# Completely new looking for a polisher.



## Robhullfury (Feb 20, 2013)

Hi, I've been a viewer of the forum for a few years on and off, never really taking the plunge or having time to do anything with my car (2 young kids who don't let you do much).

I've got an insignia I'm looking to sell to by a t5/6. Im just after tidying the insignia up to private sell and have a few surface scratches and dull bits I was looking to clean up. The cars immaculate apart from these bits so it kinda let's it down.

I'm not looking to spend mega money but would like to ask for opinions on a polisher, that would help me tidy my current car up and last me long enough to start cleaning up my future T5/6. I also have a caravan which I was going to have a go at cleaning up (white paint not plastic.

The ones on Amazon seem to get good reviews and since I've never used a polisher I thought an easy start would be one of these types..

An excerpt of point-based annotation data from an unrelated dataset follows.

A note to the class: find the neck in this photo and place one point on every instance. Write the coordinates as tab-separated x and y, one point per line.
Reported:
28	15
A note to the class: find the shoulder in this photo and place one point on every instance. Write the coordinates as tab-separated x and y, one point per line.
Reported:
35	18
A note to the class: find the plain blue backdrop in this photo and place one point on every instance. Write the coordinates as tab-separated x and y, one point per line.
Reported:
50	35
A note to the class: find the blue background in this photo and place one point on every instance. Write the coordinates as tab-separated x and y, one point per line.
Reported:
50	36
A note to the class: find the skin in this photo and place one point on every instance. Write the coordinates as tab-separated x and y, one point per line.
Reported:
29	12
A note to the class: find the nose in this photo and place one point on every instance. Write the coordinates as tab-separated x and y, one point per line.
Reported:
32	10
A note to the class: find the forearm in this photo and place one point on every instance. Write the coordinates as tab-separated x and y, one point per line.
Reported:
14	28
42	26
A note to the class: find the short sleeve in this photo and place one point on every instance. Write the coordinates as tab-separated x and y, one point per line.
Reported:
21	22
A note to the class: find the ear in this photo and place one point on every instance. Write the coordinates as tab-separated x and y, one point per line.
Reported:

https://www.amazon.co.uk/dp/B07XSKKTS9/ref=cm_sw_r_cp_apa_i_QvBDFbR1YN0PV

I realise it's a budget and not one the pros use but anything like this anygood? Pads and polish reconnections would be great. The insignia is a grey/dark blue colour if that influences the polish type

Thanks for any advice for such an open ended question

Rob


----------



## BrummyPete (Jun 10, 2010)

Not a bad polisher and its all about the pads and compounds you use that gets the results although i would be tempted to spend a little extra and get a DAS6, I have the slims detailing basic one and its perfect for a novice although sometimes I do wish it was a bit more powerful but I persevere with a couple more passes


----------



## Robhullfury (Feb 20, 2013)

Cool, thanks for the reply. I'll get shopping I guess.


----------



## BrummyPete (Jun 10, 2010)

Take your time and look through some of the reviews regarding polishes and machines, sometimes polishers come on here for sale at reasonable prices


----------



## AndyN01 (Feb 16, 2016)

Doing a search on here will give loads of hits. And yes, definitely worth looking for a used one to start with.

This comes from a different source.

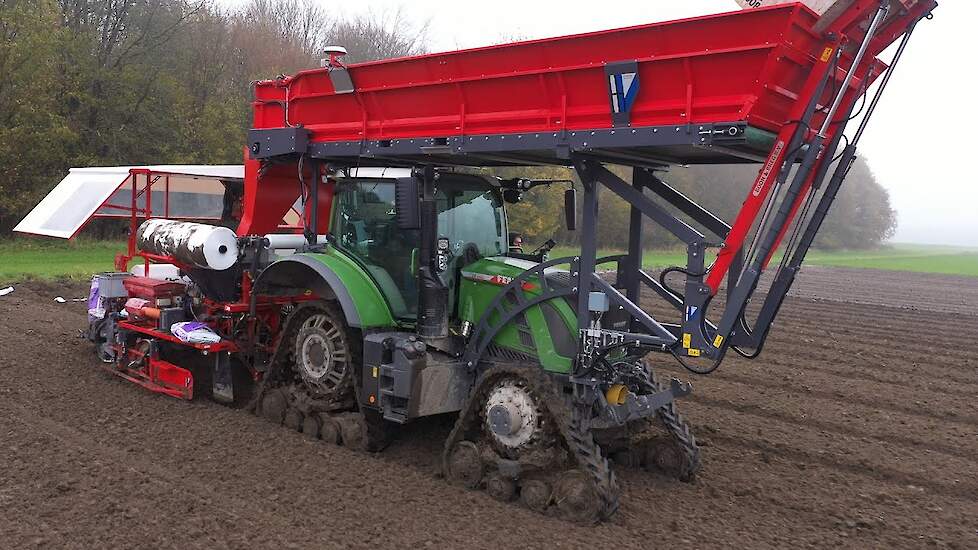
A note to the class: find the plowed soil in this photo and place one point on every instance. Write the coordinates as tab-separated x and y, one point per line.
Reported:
858	427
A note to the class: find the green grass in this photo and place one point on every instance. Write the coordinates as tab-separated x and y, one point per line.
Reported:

Here's a thread (amongst many others) that is worth a read.

https://www.detailingworld.co.uk/forum/showthread.php?t=414858

Good Luck whatever you choose to buy.

Andy.


----------



## BRUN (May 13, 2006)

whatever you buy, you will likely still be using it years from now, id up your budget a bit as the detailing bug will bite and before you know it your shed is rammed with products lol

im still using a Porter Cable that i imported from America 10-15 years ago, never missed a beat

you dont have to go mad but you can get some kits for £120 with products and pads included


----------



## LeeH (Jan 29, 2006)

BRUN said:


> whatever you buy, you will likely still be using it years from now, id up your budget a bit as the detailing bug will bite and before you know it your shed is rammed with products lol
> 
> im still using a Porter Cable that i imported from America 10-15 years ago, never missed a beat
> 
> you dont have to go mad but you can get some kits for £120 with products and pads included


Old School!

From Autopia

Sent from my iPhone using Tapatalk Pro


----------



## Blanco92 (Oct 17, 2013)

If I was going for a cheapy polisher, I'd try a "Vonhaus" branded tool (there's one on Amazon at £70). I suggest this because I've a few cheap Vonhaus tools for use around the home and they all seem good value for their low price point. The one I saw seems to come with all the accessories you would need, a 2yr warranty and the cheap price means you could put that money to other polish and pad combos.

I've got a Sealey rotary however so no first hand experience with a Vonhaus polisher.


----------



## BRUN (May 13, 2006)

LeeH said:


> Old School!
> 
> From Autopia
> 
> Sent from my iPhone using Tapatalk Pro


yup lol


----------



## LeeH (Jan 29, 2006)

Bought mine in 05, so definitely 15 years ago. 

The days before you could buy any of the 100 or so on the market today. 

I used the Sonus compounds and polishes with the matching coloured pads. A very effective system. 


Sent from my iPhone using Tapatalk Pro


----------



## BRUN (May 13, 2006)

lol me too, prob still have em


----------



## Robhullfury (Feb 20, 2013)

Thanks for the replies all. Give me something to look over.


Rob


----------